What are the costs to adopt a step child?
Stepparent adoptions are less expensive and do not require as much investigation. No state home study is required, but a scaled down version is done by the county at a cost of about $1000.00. The county must also provide an investigation regarding the absent parent for an additional fee.
How long will it take to get a baby?
Michelle is careful to work with no more than a dozen families at a time. In addition to birth mothers who come directly to her, she has a close network of other adoption attorneys and facilitators who may have birth mothers who look at your profile. If a birth mother has a separate attorney or facilitator there will be an additional fee for those professional services. The average wait is generally about nine months to a year.

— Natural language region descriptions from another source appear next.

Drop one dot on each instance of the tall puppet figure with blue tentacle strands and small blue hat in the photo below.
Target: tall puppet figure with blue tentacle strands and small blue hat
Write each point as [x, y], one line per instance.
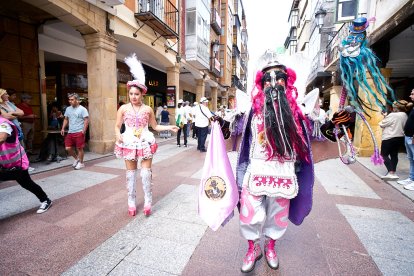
[357, 63]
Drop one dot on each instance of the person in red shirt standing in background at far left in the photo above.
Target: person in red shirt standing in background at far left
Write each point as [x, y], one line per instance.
[27, 121]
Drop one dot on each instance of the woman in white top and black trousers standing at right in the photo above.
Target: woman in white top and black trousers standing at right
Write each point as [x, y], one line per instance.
[393, 136]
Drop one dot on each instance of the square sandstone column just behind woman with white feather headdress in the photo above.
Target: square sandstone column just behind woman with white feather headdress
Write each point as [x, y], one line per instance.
[102, 90]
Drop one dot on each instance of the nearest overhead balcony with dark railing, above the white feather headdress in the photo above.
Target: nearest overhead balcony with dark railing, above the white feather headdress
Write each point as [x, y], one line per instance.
[160, 15]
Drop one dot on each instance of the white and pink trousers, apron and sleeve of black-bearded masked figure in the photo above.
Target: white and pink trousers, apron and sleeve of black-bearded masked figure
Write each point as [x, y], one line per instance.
[267, 210]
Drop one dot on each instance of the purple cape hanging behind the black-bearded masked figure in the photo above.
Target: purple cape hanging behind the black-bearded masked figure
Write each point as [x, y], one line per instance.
[301, 205]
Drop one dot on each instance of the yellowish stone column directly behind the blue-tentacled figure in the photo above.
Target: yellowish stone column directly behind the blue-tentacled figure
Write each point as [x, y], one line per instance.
[362, 140]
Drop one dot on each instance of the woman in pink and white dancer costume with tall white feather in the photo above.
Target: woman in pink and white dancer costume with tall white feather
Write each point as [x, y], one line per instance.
[137, 145]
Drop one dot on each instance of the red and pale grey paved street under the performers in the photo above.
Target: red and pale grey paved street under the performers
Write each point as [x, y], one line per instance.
[359, 225]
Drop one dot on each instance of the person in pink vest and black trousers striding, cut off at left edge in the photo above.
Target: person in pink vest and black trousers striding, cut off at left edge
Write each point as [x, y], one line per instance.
[14, 163]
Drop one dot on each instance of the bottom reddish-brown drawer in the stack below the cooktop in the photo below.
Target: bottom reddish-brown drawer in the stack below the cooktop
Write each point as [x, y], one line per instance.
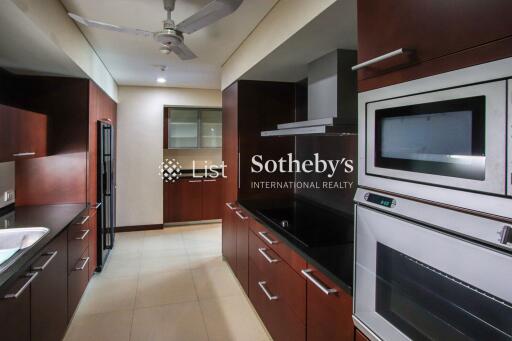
[267, 298]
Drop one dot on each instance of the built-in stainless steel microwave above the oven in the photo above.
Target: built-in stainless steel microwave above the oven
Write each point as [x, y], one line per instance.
[446, 138]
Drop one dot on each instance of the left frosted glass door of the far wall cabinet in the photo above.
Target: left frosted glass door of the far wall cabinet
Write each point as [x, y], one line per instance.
[183, 128]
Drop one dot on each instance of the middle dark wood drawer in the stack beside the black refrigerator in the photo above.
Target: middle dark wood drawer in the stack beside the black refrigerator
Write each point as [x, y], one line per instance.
[78, 240]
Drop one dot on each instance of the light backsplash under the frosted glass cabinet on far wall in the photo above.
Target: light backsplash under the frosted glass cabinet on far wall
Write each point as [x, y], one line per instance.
[213, 156]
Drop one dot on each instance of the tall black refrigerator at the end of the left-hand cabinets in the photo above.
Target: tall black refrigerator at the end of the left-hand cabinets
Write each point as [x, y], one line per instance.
[106, 190]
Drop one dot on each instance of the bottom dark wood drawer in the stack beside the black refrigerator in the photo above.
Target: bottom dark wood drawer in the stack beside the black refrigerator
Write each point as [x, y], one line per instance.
[77, 281]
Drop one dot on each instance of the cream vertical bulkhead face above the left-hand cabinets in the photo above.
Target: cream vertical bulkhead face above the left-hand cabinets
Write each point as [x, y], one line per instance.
[51, 18]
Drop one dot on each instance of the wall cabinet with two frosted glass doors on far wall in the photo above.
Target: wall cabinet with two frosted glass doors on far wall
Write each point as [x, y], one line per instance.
[193, 128]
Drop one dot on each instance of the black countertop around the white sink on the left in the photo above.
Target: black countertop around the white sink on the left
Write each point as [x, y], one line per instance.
[53, 217]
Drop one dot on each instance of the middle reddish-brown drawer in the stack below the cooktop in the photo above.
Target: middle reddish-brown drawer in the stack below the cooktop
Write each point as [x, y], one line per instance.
[285, 282]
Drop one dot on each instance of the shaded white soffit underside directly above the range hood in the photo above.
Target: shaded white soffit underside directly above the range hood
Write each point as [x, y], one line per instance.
[335, 28]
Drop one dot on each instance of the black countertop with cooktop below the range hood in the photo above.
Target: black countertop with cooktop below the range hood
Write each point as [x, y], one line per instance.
[334, 257]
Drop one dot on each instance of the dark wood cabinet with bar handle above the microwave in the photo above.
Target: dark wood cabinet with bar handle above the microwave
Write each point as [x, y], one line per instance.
[441, 36]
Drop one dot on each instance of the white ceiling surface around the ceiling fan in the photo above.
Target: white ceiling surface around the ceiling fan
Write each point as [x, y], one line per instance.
[132, 59]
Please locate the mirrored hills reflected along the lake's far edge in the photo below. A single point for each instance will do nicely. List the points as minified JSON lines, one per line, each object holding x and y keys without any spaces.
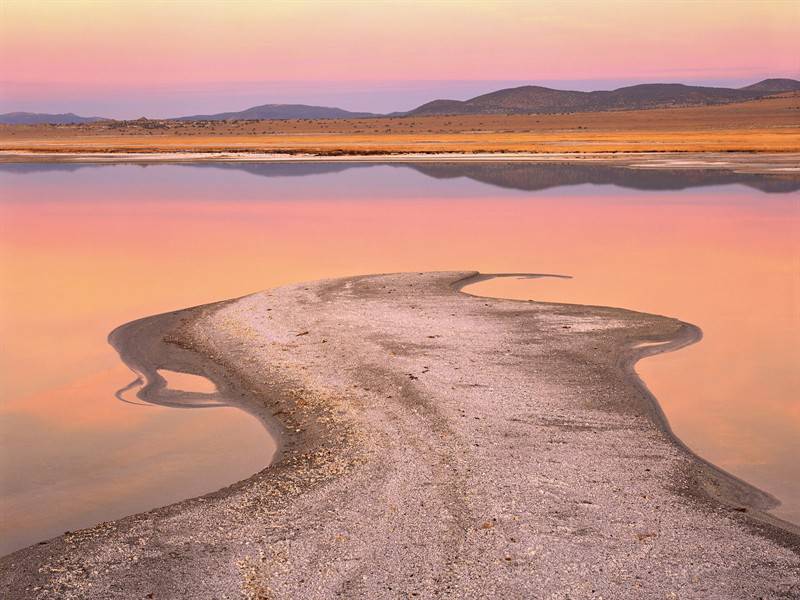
{"x":512,"y":175}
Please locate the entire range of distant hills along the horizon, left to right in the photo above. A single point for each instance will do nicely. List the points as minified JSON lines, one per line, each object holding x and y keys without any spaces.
{"x":528,"y":99}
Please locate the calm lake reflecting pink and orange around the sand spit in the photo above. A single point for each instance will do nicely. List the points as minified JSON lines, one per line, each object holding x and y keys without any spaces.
{"x":85,"y":248}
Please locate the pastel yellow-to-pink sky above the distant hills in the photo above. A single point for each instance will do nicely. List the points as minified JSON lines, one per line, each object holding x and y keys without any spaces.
{"x":126,"y":59}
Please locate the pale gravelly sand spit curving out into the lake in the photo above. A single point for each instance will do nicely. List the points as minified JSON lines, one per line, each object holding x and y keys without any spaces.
{"x":434,"y":444}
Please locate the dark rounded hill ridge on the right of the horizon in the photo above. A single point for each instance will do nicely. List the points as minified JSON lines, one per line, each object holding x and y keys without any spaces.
{"x":537,"y":99}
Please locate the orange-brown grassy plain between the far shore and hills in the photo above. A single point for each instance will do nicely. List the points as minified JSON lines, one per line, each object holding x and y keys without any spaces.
{"x":767,"y":125}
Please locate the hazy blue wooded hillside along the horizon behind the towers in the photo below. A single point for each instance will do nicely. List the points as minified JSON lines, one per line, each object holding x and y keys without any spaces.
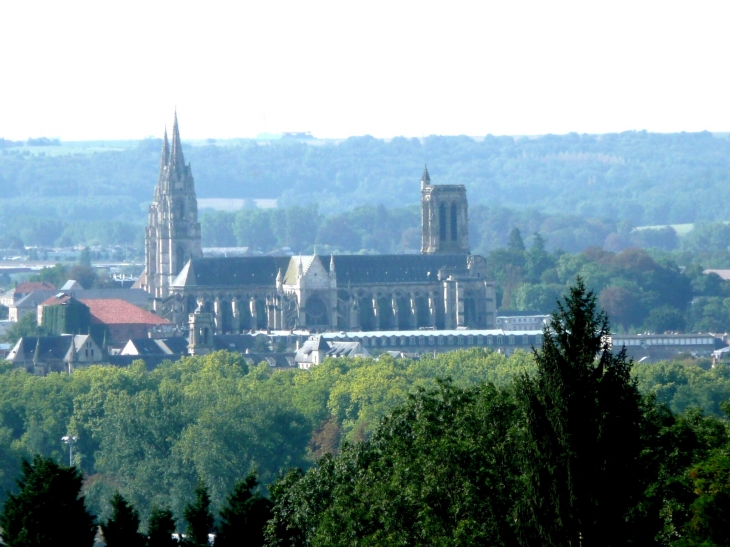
{"x":649,"y":179}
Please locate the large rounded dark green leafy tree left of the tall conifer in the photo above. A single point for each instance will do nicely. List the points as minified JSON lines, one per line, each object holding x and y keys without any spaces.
{"x":436,"y":472}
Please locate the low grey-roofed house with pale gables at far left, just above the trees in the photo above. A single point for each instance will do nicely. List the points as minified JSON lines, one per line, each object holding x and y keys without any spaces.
{"x":63,"y":353}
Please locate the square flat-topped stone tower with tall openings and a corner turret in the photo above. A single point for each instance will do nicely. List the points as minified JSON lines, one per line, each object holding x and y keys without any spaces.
{"x":444,"y":218}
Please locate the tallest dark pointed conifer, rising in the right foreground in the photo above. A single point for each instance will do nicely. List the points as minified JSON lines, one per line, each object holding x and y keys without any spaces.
{"x":583,"y":433}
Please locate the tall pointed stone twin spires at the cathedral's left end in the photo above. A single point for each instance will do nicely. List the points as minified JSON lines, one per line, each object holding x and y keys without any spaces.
{"x":173,"y":232}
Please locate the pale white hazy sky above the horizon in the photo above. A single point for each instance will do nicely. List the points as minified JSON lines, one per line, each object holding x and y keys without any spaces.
{"x":108,"y":69}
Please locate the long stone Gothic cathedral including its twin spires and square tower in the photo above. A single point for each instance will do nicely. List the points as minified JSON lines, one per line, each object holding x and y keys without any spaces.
{"x":444,"y":287}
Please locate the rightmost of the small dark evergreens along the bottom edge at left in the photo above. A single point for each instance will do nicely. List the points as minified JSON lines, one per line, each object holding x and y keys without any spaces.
{"x":244,"y":518}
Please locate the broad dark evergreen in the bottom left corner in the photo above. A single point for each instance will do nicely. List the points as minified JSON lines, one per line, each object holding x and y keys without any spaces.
{"x":49,"y":509}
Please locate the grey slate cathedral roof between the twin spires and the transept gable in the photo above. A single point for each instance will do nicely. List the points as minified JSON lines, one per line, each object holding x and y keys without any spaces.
{"x":232,"y":271}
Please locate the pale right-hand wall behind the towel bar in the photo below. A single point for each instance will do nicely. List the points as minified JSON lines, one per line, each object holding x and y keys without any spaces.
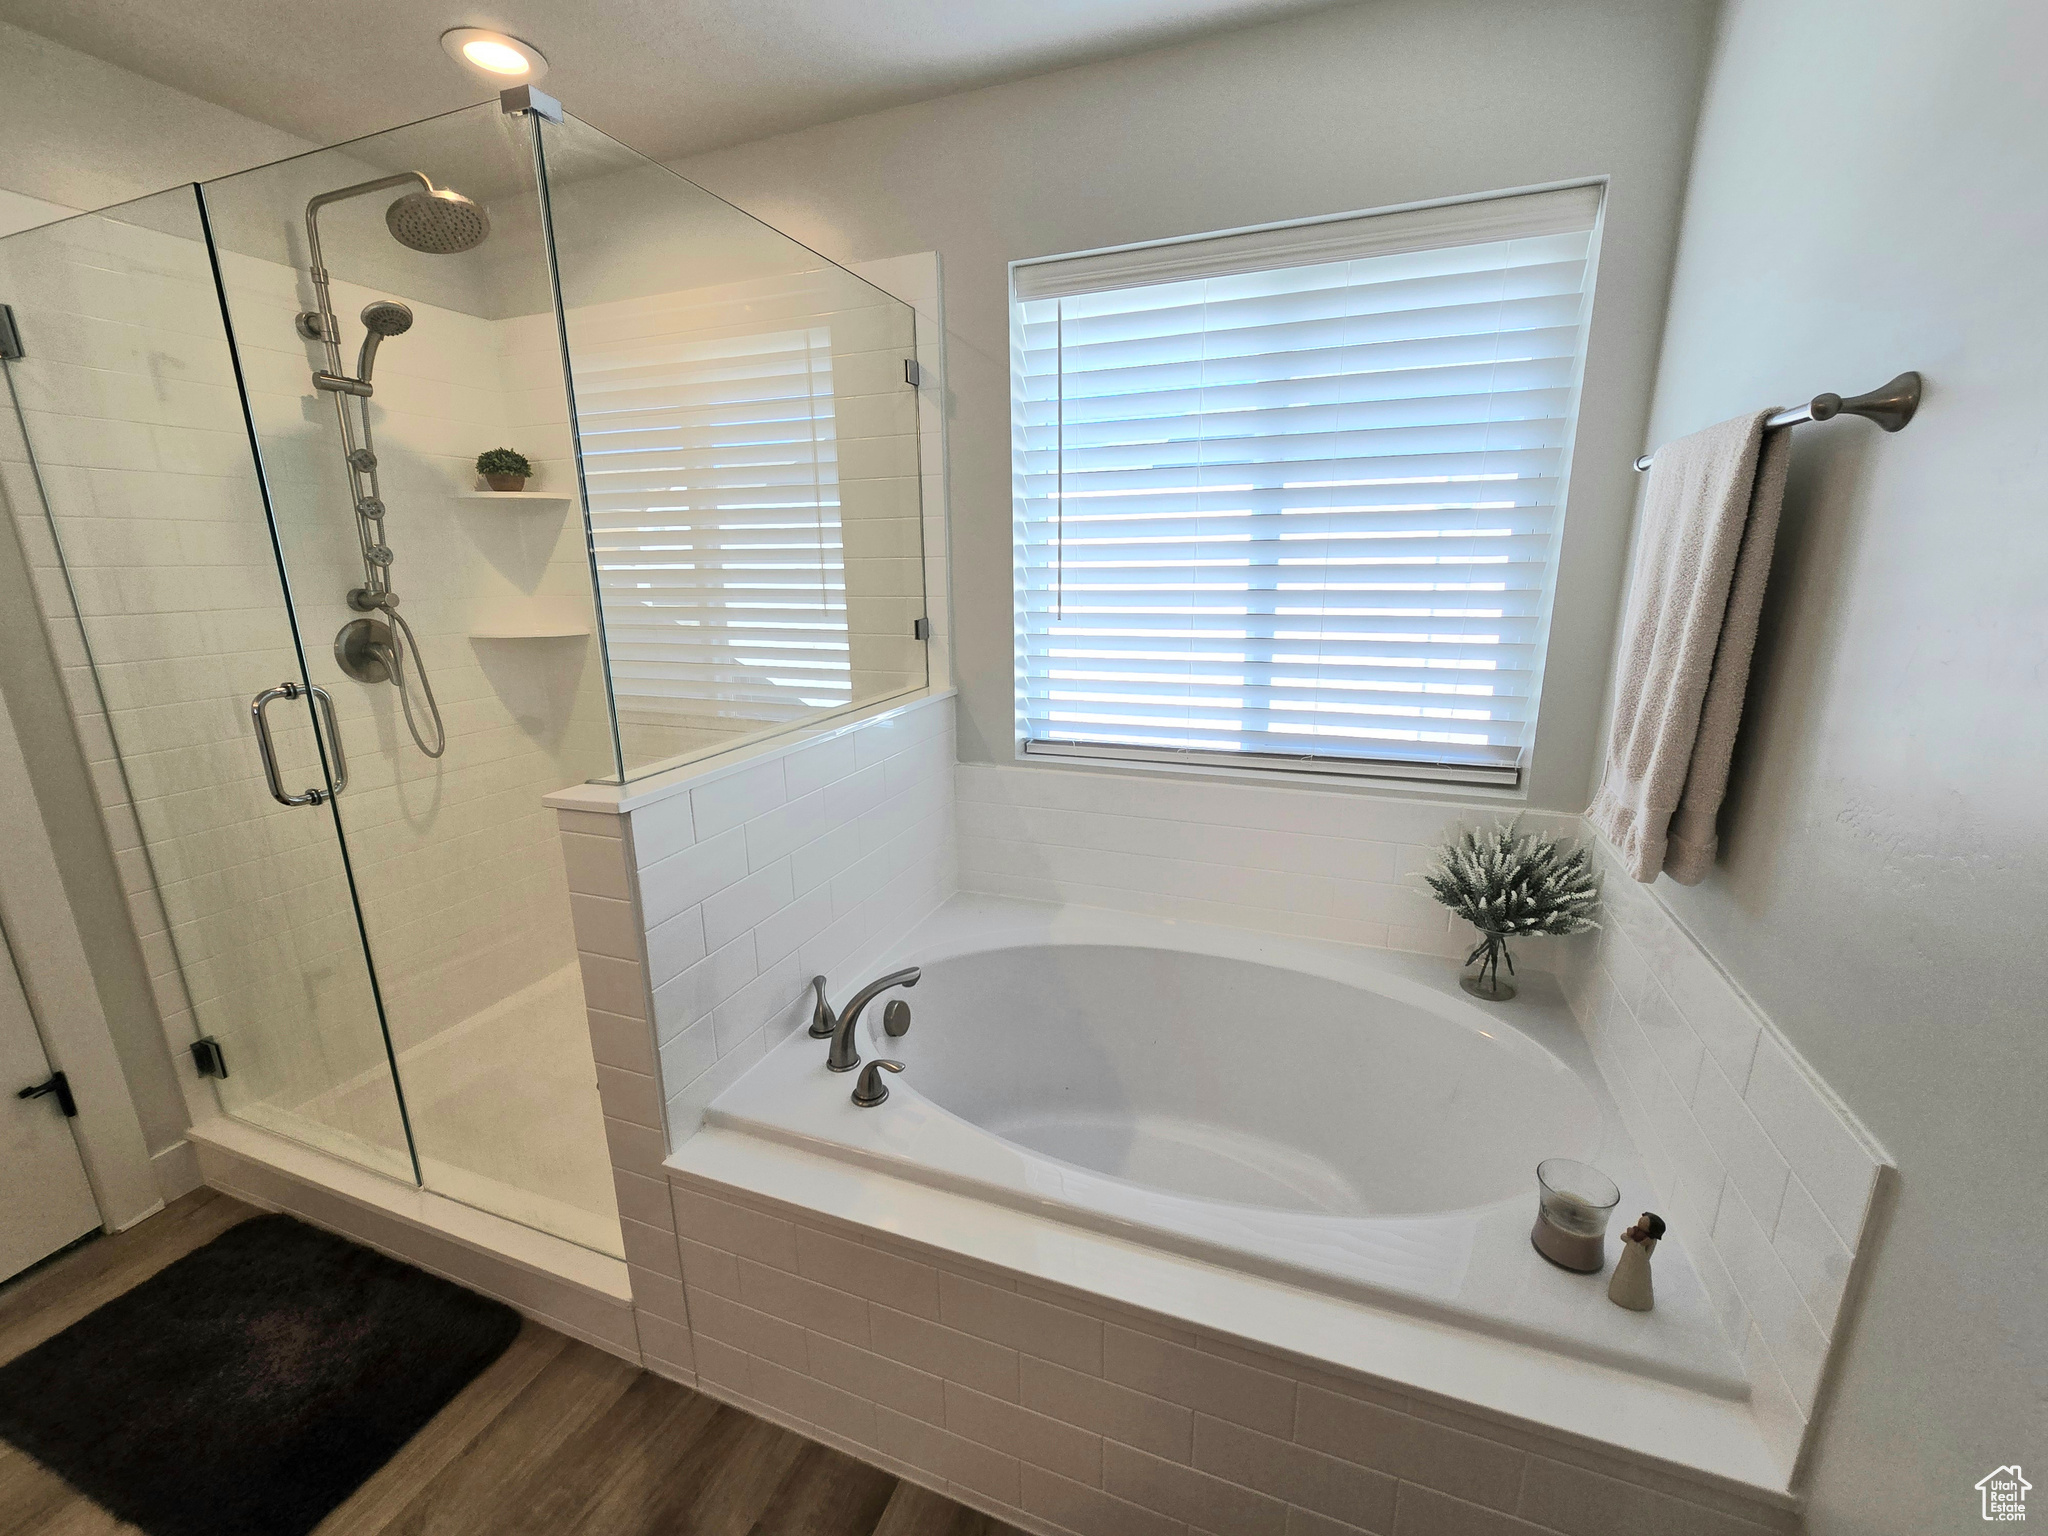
{"x":1885,"y":869}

Will I be able to name my baby?
The birth mother may select a name for the original birth certificate or may chose to use the name you have selected. Upon the finalization of the adoption, you will select the name the child will have from that time on, and a new birth certificate will be issued by the state.
When do I take my baby home?
Usually the adopting parents are present at the hospital at the birth and are allowed by the hospital to begin making decisions and having bonding time right away. The baby usually goes home from the hospital with you. Have a car seat ready.